ANTHRAX drummer Charlie Benante spoke to Revolver magazine about the status of the recording sessions for the band's long-awaited new studio album, "Worship Music", tentatively due in September via Megaforce Records in the U.S. and Nuclear Blast Records in Europe.

"Worship Music", which was originally supposed to be released in 2009 and be the band's first CD with singer Dan Nelson, will mark the first new ANTHRAX recording to feature vocalist Joey Belladonna in 20 years.

"Some of the songs we tweaked, some of the songs we did more than tweak," said drummer Charlie Benante. "Some we started from scratch, and some were written just for this album."

"With Joey singing them, they sound like classic ANTHRAX. The hair on my arms stood up when he started singing them. It was ANTHRAX once again."

Guitarist Scott Ian agreed. "The songs like sound like metal. They sound like ANTHRAX circa 1987 through a 2011 filter."

"I think this record is more of a celebration for us," Benante added. "We haven't had a new record since 2003. The ups and downs in between really reflect the mood of this record. There is a lot of aggression, emotion and power. I feel like this is once again back to our New York style and attitude."

Songtitles set to appear on "Worship Music" include "Fight 'Em 'Til You Can't", "I'm Alive", "Crawl", "The Giant", "Earth On Hell" and "Down Goes The Sun".

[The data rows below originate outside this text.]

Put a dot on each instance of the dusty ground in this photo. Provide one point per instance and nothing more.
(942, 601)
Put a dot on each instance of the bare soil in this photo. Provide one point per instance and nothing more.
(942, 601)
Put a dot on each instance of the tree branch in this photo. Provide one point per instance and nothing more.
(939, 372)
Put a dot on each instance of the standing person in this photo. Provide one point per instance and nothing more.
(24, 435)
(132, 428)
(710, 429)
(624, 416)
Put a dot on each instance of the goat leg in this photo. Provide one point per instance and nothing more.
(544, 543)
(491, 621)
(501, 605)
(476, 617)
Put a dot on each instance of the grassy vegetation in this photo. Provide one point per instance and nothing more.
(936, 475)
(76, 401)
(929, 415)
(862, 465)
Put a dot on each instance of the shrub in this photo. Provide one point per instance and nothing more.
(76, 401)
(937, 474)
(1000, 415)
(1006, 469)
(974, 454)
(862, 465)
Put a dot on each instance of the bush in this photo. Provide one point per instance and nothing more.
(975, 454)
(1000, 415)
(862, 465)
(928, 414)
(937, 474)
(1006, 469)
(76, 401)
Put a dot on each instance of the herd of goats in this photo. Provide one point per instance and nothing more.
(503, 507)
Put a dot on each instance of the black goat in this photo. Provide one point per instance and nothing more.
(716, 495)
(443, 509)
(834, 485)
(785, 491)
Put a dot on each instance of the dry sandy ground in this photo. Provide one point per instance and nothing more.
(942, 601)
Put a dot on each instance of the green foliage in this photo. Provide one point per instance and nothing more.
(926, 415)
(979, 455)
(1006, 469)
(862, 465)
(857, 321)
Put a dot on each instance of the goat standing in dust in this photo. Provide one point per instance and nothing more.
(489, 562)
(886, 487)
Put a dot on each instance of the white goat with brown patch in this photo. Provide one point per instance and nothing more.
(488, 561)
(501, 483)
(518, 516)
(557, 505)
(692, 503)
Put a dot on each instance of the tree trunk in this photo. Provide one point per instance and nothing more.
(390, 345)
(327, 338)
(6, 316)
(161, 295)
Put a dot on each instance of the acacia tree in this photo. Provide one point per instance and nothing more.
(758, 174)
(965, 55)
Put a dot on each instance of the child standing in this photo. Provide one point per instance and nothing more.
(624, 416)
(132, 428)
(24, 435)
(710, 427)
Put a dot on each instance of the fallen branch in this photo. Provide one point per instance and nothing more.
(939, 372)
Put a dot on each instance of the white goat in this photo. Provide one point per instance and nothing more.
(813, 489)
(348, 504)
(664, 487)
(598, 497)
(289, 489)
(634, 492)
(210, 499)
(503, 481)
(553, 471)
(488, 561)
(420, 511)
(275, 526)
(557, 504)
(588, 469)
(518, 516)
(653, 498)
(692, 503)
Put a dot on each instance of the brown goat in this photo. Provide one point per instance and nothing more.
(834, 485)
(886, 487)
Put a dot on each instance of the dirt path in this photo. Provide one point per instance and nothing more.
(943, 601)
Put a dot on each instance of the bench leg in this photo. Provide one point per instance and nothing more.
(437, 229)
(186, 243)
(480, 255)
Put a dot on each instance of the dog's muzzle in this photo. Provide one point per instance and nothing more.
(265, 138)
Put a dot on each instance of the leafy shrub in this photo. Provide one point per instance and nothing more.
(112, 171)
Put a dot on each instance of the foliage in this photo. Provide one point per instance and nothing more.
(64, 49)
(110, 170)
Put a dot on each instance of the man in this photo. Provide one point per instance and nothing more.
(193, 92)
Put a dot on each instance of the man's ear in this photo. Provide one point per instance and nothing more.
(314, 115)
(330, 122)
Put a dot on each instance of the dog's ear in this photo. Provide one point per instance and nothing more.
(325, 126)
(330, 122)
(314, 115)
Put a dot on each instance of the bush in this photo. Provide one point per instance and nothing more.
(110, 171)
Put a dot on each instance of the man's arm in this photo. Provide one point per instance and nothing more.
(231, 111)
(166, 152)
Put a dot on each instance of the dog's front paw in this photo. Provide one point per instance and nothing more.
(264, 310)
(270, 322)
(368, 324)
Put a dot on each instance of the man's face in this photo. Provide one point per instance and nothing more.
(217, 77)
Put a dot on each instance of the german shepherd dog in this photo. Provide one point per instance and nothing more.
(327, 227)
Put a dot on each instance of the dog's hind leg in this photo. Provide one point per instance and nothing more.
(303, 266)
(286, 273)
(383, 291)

During a chat with RockMusicStar.com, ANTHRAX singer Joey Belladonna was asked if working on the band's new songs was a challenge because of the fact that most of the material was written for previous vocalist, Dan Nelson. "I kind of hate that someone was already singing this stuff and now I have to kind of dance around it and do it all over," he said. "They [the rest of ANTHRAX] have in their mind already how they want it to sound, so it's kind of hard to shake it away. They are not going to say to me, 'Go on and do something totally different and we will just dig it.' [Laughs] It's hard, but I'm not worried about it."